Redaction / strict redaction
Redaction here is structural, not a setting you have to trust: the captured event has no body field at all, so there is nowhere for your data to be stored in the first place. The log keeps only metadata — direction, destination, sizes, timing, masked headers, and a salted fingerprint.
Strict redaction is the optional setting that goes further: with it on, the module keeps only host, IP, port and sizes, and masks everything else at capture time. Turn it on in Configuration → Settings when you want the leanest possible record.
Retention vacuum
The one job allowed to remove rows from the otherwise append-only log — and
only old ones, never recent. It is governed by Audit retention (days) in settings: 0 means
keep everything, and the vacuum never deletes at or after the signed head, so
it can never erase a row the signed proof still vouches for. See
Configuration → Settings.
Rollup
A pre-aggregated summary table (network.egress.rollup) refreshed by a scheduled job. It lets
the Trust Report and the Traffic Summary views show totals and trends quickly, without
re-reading every individual row in the journal. The numbers come from the rollup; the proof comes
from the chain.
Row hash / prev hash
The two fields that link one log row to the next. Each row's row hash (row_hash) is a
SHA-256 hash computed over that row's content together with the previous row's hash. Each row also
stores that previous value as its prev hash (prev_hash). Together they form the
hash chain: tamper with one row and its row_hash no longer matches what the next
row recorded as prev_hash. Both appear on the Forensic Record form under Tamper-evident
chain.
Self-egress
Network calls made by the audit module itself — of which there should be exactly zero. The
module is designed to make no outbound calls of its own, so it can never be the thing leaking your
data. The Trust Report shows a Self-egress trust chip, and if it ever attributes a call to
mit_network_audit, the verdict raises an alarm. See Verdicts.
Signed head
A daily HMAC signature of the current top of the hash chain, stored as a
configuration parameter (mit_network_audit.signed_head) in the form chain_seq:row_hash:hmac.
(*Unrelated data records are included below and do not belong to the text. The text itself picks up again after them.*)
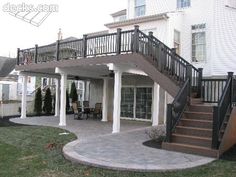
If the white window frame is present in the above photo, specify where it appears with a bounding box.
[120,85,153,122]
[174,29,181,55]
[177,0,191,9]
[225,0,236,9]
[134,0,146,17]
[191,23,207,62]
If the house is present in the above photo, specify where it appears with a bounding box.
[16,0,236,157]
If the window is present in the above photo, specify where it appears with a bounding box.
[135,0,146,17]
[121,87,152,120]
[177,0,191,9]
[226,0,236,8]
[174,30,180,55]
[192,24,206,62]
[118,15,126,21]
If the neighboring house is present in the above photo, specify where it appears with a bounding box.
[16,0,236,157]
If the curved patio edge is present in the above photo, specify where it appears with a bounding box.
[63,140,216,172]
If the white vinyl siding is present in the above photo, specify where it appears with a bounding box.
[177,0,191,9]
[135,0,146,17]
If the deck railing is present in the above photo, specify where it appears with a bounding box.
[166,78,190,142]
[212,72,236,149]
[17,26,201,95]
[201,78,227,103]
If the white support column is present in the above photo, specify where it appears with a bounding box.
[55,79,60,117]
[21,75,27,119]
[59,73,67,126]
[102,78,109,122]
[152,82,160,126]
[159,87,166,124]
[112,70,122,133]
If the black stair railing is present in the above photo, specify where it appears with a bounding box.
[166,65,192,142]
[212,72,234,149]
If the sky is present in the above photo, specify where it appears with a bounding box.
[0,0,127,57]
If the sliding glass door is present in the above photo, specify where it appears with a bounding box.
[135,88,152,120]
[120,88,134,118]
[121,87,152,120]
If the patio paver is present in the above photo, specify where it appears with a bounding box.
[11,116,215,171]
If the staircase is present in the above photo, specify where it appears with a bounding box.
[162,99,218,158]
[17,26,236,158]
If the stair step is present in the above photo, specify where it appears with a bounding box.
[171,133,212,148]
[189,104,213,112]
[162,142,219,158]
[184,111,213,120]
[175,126,212,138]
[179,119,212,129]
[190,98,203,105]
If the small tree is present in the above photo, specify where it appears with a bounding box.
[43,88,52,114]
[66,90,70,112]
[34,88,42,115]
[70,82,78,103]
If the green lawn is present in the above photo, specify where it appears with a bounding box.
[0,120,236,177]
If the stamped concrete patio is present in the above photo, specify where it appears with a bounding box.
[11,116,215,171]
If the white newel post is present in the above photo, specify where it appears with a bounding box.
[21,75,27,119]
[112,71,122,133]
[102,78,108,122]
[55,79,60,117]
[152,82,160,126]
[59,73,67,126]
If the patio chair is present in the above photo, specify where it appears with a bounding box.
[83,101,90,119]
[72,102,81,119]
[92,103,102,118]
[72,102,79,119]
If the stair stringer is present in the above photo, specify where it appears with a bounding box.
[129,53,180,98]
[219,107,236,155]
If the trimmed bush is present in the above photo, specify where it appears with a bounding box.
[34,88,42,115]
[70,82,78,103]
[43,88,52,114]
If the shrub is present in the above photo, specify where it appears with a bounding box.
[34,88,42,115]
[43,88,52,114]
[70,82,78,103]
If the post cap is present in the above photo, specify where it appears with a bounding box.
[148,31,153,36]
[228,72,234,76]
[134,25,139,29]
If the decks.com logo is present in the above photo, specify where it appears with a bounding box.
[2,3,59,27]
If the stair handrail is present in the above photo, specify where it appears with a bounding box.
[212,72,234,149]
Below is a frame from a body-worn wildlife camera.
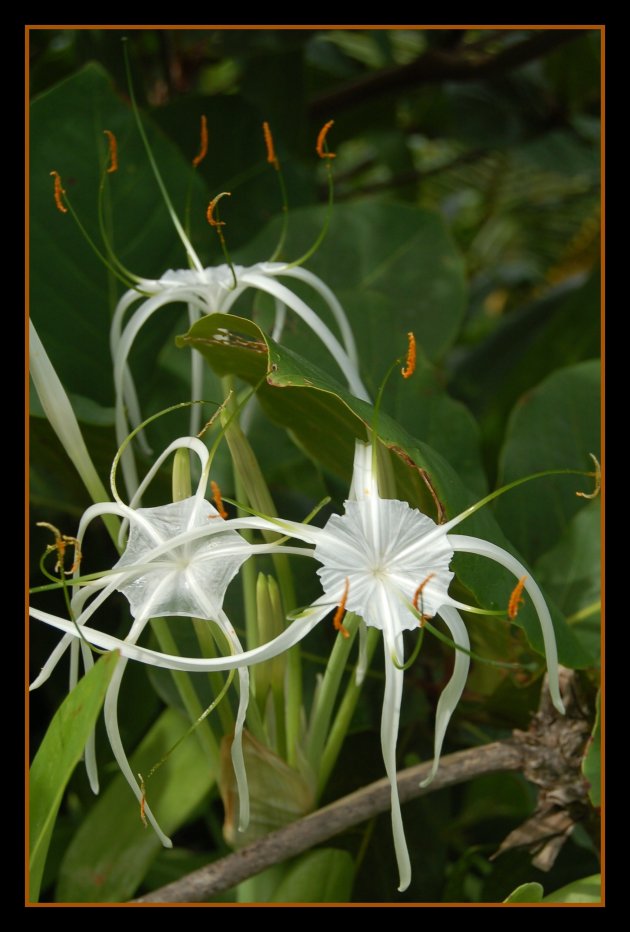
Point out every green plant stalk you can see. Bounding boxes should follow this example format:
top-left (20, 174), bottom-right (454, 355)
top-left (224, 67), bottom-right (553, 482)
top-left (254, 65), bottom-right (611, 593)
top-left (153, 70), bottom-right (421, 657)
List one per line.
top-left (317, 628), bottom-right (380, 796)
top-left (151, 618), bottom-right (221, 774)
top-left (306, 612), bottom-right (359, 773)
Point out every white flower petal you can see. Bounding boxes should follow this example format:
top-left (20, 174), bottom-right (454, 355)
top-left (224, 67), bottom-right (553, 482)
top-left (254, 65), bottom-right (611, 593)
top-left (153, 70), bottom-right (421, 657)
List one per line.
top-left (420, 605), bottom-right (470, 786)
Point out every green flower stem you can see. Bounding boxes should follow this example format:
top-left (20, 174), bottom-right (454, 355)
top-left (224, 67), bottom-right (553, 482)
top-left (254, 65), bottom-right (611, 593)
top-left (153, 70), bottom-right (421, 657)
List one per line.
top-left (167, 448), bottom-right (234, 734)
top-left (151, 618), bottom-right (221, 774)
top-left (306, 612), bottom-right (359, 772)
top-left (317, 628), bottom-right (380, 796)
top-left (221, 376), bottom-right (302, 765)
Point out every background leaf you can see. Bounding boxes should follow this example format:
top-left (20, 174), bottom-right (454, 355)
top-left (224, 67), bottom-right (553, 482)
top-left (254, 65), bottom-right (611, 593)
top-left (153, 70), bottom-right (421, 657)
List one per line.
top-left (178, 314), bottom-right (590, 667)
top-left (29, 653), bottom-right (118, 901)
top-left (582, 692), bottom-right (602, 808)
top-left (495, 360), bottom-right (600, 561)
top-left (270, 848), bottom-right (354, 903)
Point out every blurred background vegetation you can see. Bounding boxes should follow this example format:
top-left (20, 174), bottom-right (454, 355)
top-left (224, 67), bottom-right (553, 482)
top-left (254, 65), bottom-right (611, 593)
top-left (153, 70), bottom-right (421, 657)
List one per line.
top-left (30, 28), bottom-right (601, 902)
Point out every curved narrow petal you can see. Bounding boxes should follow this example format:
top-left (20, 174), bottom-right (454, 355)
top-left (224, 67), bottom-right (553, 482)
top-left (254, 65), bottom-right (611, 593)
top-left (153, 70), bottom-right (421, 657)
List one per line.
top-left (29, 319), bottom-right (107, 510)
top-left (420, 605), bottom-right (470, 786)
top-left (448, 534), bottom-right (565, 715)
top-left (30, 602), bottom-right (335, 673)
top-left (381, 637), bottom-right (411, 893)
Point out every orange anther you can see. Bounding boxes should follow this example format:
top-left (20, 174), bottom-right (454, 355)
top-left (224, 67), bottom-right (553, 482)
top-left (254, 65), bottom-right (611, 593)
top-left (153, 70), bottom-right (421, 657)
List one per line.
top-left (206, 191), bottom-right (232, 227)
top-left (103, 129), bottom-right (118, 175)
top-left (50, 171), bottom-right (68, 214)
top-left (263, 120), bottom-right (280, 171)
top-left (333, 576), bottom-right (350, 638)
top-left (508, 576), bottom-right (527, 618)
top-left (210, 479), bottom-right (228, 519)
top-left (400, 331), bottom-right (416, 379)
top-left (193, 113), bottom-right (208, 168)
top-left (315, 120), bottom-right (336, 159)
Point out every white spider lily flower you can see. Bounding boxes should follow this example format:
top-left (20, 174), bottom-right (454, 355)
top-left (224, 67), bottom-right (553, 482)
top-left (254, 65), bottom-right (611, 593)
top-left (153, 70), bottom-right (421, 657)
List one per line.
top-left (32, 442), bottom-right (564, 891)
top-left (110, 262), bottom-right (370, 494)
top-left (31, 437), bottom-right (308, 847)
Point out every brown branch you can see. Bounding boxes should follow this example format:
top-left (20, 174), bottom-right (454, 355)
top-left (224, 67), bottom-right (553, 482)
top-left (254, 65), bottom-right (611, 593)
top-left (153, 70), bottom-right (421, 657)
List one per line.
top-left (132, 740), bottom-right (525, 903)
top-left (309, 29), bottom-right (586, 120)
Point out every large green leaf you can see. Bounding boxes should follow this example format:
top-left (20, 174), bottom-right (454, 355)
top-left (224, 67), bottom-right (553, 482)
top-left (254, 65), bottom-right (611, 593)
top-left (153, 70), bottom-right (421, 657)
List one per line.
top-left (496, 360), bottom-right (600, 561)
top-left (178, 314), bottom-right (590, 666)
top-left (57, 709), bottom-right (214, 903)
top-left (29, 653), bottom-right (118, 901)
top-left (535, 498), bottom-right (601, 663)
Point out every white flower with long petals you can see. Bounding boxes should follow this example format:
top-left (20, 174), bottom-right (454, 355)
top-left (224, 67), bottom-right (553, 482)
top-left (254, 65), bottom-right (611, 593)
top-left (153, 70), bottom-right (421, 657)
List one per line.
top-left (110, 258), bottom-right (369, 494)
top-left (32, 442), bottom-right (564, 891)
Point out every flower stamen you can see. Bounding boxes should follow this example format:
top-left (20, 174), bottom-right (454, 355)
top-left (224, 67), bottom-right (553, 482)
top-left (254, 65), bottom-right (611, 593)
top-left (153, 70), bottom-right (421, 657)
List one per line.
top-left (50, 171), bottom-right (68, 214)
top-left (508, 576), bottom-right (527, 620)
top-left (315, 120), bottom-right (336, 159)
top-left (103, 129), bottom-right (118, 175)
top-left (411, 573), bottom-right (435, 628)
top-left (400, 331), bottom-right (416, 379)
top-left (263, 120), bottom-right (280, 171)
top-left (333, 576), bottom-right (350, 638)
top-left (210, 479), bottom-right (228, 520)
top-left (193, 113), bottom-right (208, 168)
top-left (575, 453), bottom-right (602, 498)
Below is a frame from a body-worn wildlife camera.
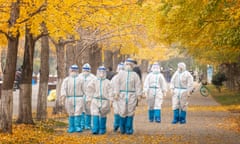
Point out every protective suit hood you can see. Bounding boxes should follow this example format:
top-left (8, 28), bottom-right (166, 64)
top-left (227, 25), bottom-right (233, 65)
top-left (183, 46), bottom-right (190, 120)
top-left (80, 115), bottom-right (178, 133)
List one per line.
top-left (178, 62), bottom-right (186, 73)
top-left (97, 66), bottom-right (107, 79)
top-left (151, 62), bottom-right (160, 73)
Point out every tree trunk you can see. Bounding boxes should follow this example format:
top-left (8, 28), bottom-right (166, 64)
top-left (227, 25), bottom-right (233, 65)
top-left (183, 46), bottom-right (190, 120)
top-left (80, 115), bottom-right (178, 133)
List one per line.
top-left (113, 50), bottom-right (124, 71)
top-left (17, 26), bottom-right (35, 124)
top-left (53, 40), bottom-right (66, 114)
top-left (89, 44), bottom-right (102, 74)
top-left (0, 0), bottom-right (20, 133)
top-left (37, 23), bottom-right (49, 120)
top-left (104, 50), bottom-right (113, 68)
top-left (226, 63), bottom-right (239, 90)
top-left (66, 43), bottom-right (74, 73)
top-left (140, 60), bottom-right (148, 73)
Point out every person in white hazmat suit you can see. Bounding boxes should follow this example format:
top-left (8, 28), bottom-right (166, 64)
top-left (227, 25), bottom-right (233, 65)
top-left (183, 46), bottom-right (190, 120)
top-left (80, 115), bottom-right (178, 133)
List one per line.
top-left (143, 63), bottom-right (167, 123)
top-left (114, 58), bottom-right (142, 135)
top-left (86, 66), bottom-right (113, 134)
top-left (170, 62), bottom-right (193, 124)
top-left (60, 65), bottom-right (84, 133)
top-left (111, 63), bottom-right (124, 132)
top-left (79, 63), bottom-right (97, 130)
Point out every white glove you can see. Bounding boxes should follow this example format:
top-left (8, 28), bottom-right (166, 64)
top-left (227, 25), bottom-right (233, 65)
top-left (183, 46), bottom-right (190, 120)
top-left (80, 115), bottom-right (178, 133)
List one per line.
top-left (170, 88), bottom-right (174, 95)
top-left (86, 101), bottom-right (91, 106)
top-left (187, 91), bottom-right (192, 97)
top-left (142, 92), bottom-right (147, 99)
top-left (163, 92), bottom-right (167, 97)
top-left (59, 95), bottom-right (65, 106)
top-left (114, 94), bottom-right (119, 100)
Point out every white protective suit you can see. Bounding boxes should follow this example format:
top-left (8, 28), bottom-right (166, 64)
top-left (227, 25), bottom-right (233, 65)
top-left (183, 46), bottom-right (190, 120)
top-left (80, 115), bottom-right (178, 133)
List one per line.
top-left (86, 66), bottom-right (113, 117)
top-left (79, 72), bottom-right (97, 114)
top-left (61, 68), bottom-right (84, 116)
top-left (113, 65), bottom-right (142, 117)
top-left (170, 63), bottom-right (193, 111)
top-left (143, 64), bottom-right (167, 109)
top-left (111, 63), bottom-right (124, 114)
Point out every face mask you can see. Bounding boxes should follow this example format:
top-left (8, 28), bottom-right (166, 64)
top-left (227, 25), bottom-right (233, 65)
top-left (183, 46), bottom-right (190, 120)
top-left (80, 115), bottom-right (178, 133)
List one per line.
top-left (125, 65), bottom-right (132, 70)
top-left (99, 72), bottom-right (105, 78)
top-left (153, 69), bottom-right (160, 73)
top-left (178, 68), bottom-right (183, 73)
top-left (70, 72), bottom-right (78, 77)
top-left (83, 71), bottom-right (89, 76)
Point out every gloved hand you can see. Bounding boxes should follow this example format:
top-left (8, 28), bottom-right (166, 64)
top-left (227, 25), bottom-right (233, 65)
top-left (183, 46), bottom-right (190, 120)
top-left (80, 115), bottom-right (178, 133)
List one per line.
top-left (114, 94), bottom-right (119, 100)
top-left (187, 91), bottom-right (192, 97)
top-left (58, 95), bottom-right (65, 106)
top-left (141, 92), bottom-right (147, 99)
top-left (170, 88), bottom-right (174, 95)
top-left (86, 101), bottom-right (91, 107)
top-left (163, 92), bottom-right (167, 97)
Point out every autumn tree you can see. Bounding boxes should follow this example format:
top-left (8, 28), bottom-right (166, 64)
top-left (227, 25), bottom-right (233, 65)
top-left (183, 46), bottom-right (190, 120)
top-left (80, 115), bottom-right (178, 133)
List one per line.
top-left (0, 0), bottom-right (20, 133)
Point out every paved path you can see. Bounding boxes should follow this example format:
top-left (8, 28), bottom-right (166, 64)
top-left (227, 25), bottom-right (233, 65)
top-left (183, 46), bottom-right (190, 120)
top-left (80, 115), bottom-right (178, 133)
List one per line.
top-left (13, 81), bottom-right (240, 144)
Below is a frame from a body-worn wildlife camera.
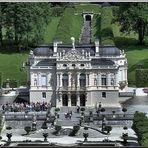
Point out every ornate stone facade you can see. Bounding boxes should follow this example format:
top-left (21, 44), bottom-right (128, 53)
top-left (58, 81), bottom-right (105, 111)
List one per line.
top-left (28, 38), bottom-right (128, 107)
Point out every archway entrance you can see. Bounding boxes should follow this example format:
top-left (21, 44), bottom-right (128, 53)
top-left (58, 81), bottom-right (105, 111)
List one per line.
top-left (85, 15), bottom-right (91, 21)
top-left (62, 94), bottom-right (68, 106)
top-left (71, 94), bottom-right (77, 106)
top-left (80, 94), bottom-right (86, 106)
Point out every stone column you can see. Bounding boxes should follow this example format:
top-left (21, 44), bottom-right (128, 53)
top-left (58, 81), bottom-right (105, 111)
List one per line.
top-left (56, 93), bottom-right (63, 107)
top-left (115, 72), bottom-right (118, 86)
top-left (67, 93), bottom-right (71, 107)
top-left (77, 73), bottom-right (80, 87)
top-left (57, 73), bottom-right (60, 88)
top-left (125, 69), bottom-right (127, 81)
top-left (86, 74), bottom-right (89, 86)
top-left (60, 73), bottom-right (62, 87)
top-left (107, 73), bottom-right (111, 86)
top-left (98, 73), bottom-right (101, 86)
top-left (77, 93), bottom-right (80, 106)
top-left (37, 73), bottom-right (41, 86)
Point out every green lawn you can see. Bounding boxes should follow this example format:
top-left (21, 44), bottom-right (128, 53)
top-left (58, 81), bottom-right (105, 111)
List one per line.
top-left (0, 53), bottom-right (28, 84)
top-left (0, 4), bottom-right (148, 86)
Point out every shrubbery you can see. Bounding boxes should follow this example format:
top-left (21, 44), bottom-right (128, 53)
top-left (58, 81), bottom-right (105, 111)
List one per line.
top-left (100, 7), bottom-right (115, 45)
top-left (135, 69), bottom-right (148, 87)
top-left (132, 112), bottom-right (148, 146)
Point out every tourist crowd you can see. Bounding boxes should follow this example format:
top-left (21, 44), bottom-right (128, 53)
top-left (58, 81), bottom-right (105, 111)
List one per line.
top-left (0, 102), bottom-right (51, 112)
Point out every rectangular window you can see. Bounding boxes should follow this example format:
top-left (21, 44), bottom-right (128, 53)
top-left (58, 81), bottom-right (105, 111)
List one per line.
top-left (41, 75), bottom-right (47, 86)
top-left (102, 92), bottom-right (106, 98)
top-left (101, 78), bottom-right (106, 85)
top-left (42, 92), bottom-right (46, 99)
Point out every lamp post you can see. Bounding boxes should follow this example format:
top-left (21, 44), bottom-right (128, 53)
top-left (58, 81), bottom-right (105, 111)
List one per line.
top-left (6, 133), bottom-right (12, 142)
top-left (32, 114), bottom-right (37, 131)
top-left (97, 102), bottom-right (102, 115)
top-left (102, 115), bottom-right (106, 132)
top-left (83, 127), bottom-right (89, 142)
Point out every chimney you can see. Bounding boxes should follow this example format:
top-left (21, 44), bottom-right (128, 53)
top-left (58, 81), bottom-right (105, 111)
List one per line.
top-left (95, 40), bottom-right (99, 56)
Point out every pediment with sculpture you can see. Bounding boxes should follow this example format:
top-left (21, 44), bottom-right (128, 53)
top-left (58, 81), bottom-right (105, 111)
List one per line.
top-left (63, 49), bottom-right (83, 61)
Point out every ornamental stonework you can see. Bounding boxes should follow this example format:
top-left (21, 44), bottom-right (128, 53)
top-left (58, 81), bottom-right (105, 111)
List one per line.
top-left (63, 49), bottom-right (83, 61)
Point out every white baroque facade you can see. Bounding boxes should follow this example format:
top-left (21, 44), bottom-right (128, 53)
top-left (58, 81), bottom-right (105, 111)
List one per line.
top-left (29, 38), bottom-right (128, 107)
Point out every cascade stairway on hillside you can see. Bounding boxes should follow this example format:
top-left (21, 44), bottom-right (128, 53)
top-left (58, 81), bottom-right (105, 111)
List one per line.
top-left (79, 21), bottom-right (91, 44)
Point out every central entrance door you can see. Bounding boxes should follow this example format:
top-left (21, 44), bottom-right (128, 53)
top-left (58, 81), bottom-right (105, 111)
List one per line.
top-left (62, 94), bottom-right (68, 106)
top-left (80, 94), bottom-right (86, 106)
top-left (71, 94), bottom-right (77, 106)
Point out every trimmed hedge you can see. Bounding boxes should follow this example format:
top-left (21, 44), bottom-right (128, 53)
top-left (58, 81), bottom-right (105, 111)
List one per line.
top-left (55, 8), bottom-right (74, 43)
top-left (135, 69), bottom-right (148, 87)
top-left (100, 7), bottom-right (115, 45)
top-left (132, 111), bottom-right (148, 146)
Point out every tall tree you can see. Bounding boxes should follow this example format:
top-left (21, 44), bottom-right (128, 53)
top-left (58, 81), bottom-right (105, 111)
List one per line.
top-left (2, 2), bottom-right (51, 44)
top-left (115, 3), bottom-right (148, 45)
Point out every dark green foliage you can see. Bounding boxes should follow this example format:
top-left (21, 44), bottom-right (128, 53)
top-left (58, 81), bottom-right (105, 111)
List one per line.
top-left (24, 126), bottom-right (31, 135)
top-left (135, 69), bottom-right (148, 87)
top-left (1, 3), bottom-right (51, 46)
top-left (51, 7), bottom-right (64, 16)
top-left (100, 7), bottom-right (114, 45)
top-left (132, 112), bottom-right (148, 146)
top-left (115, 3), bottom-right (148, 45)
top-left (55, 8), bottom-right (74, 43)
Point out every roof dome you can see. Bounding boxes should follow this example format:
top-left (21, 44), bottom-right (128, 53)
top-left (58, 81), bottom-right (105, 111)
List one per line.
top-left (33, 46), bottom-right (52, 56)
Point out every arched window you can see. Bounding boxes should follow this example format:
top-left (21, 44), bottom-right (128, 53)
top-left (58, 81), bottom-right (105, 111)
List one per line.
top-left (101, 75), bottom-right (106, 86)
top-left (80, 73), bottom-right (86, 87)
top-left (62, 74), bottom-right (68, 87)
top-left (85, 15), bottom-right (91, 21)
top-left (62, 94), bottom-right (68, 106)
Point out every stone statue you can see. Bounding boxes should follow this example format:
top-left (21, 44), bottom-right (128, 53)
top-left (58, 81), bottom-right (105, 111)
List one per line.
top-left (71, 37), bottom-right (75, 49)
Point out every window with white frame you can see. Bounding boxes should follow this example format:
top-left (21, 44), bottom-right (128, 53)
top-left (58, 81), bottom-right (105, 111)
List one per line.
top-left (101, 75), bottom-right (106, 86)
top-left (41, 75), bottom-right (47, 86)
top-left (42, 92), bottom-right (46, 99)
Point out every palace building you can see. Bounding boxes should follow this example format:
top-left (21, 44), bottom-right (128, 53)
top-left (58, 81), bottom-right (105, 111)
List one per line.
top-left (28, 37), bottom-right (128, 107)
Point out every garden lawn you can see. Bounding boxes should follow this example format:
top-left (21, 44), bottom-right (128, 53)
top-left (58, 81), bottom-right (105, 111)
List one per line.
top-left (0, 52), bottom-right (29, 85)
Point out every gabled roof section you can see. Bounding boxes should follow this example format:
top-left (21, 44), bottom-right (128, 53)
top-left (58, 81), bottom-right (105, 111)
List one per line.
top-left (36, 59), bottom-right (56, 66)
top-left (91, 59), bottom-right (115, 66)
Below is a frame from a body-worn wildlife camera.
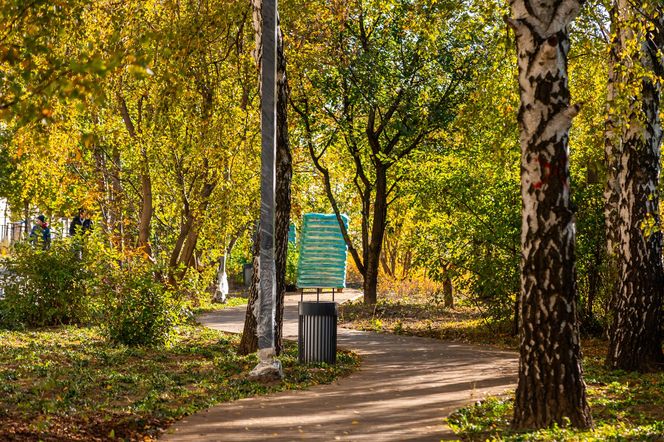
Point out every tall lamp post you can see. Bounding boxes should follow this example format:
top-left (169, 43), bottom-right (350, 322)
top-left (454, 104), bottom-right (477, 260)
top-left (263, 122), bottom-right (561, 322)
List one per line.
top-left (250, 0), bottom-right (283, 378)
Because the signed head lives outside the log rows and is signed with a per-database secret, it
outlives any deleted rows — so even truncating the log (cutting off the end) is detectable,
not just editing a row in place. It travels inside the signed proof
export.
Third-party
A destination that is not MIT — your own providers and services: your Gmail/IMAP server, your own OpenAI or other LLM key, your Microsoft 365 tenant, and so on. The Trust Report lists third-party destinations in their own panel. Seeing your other modules talk to your providers here, and to MIT only on the MIT-bound side, is exactly the result the tool is meant to prove.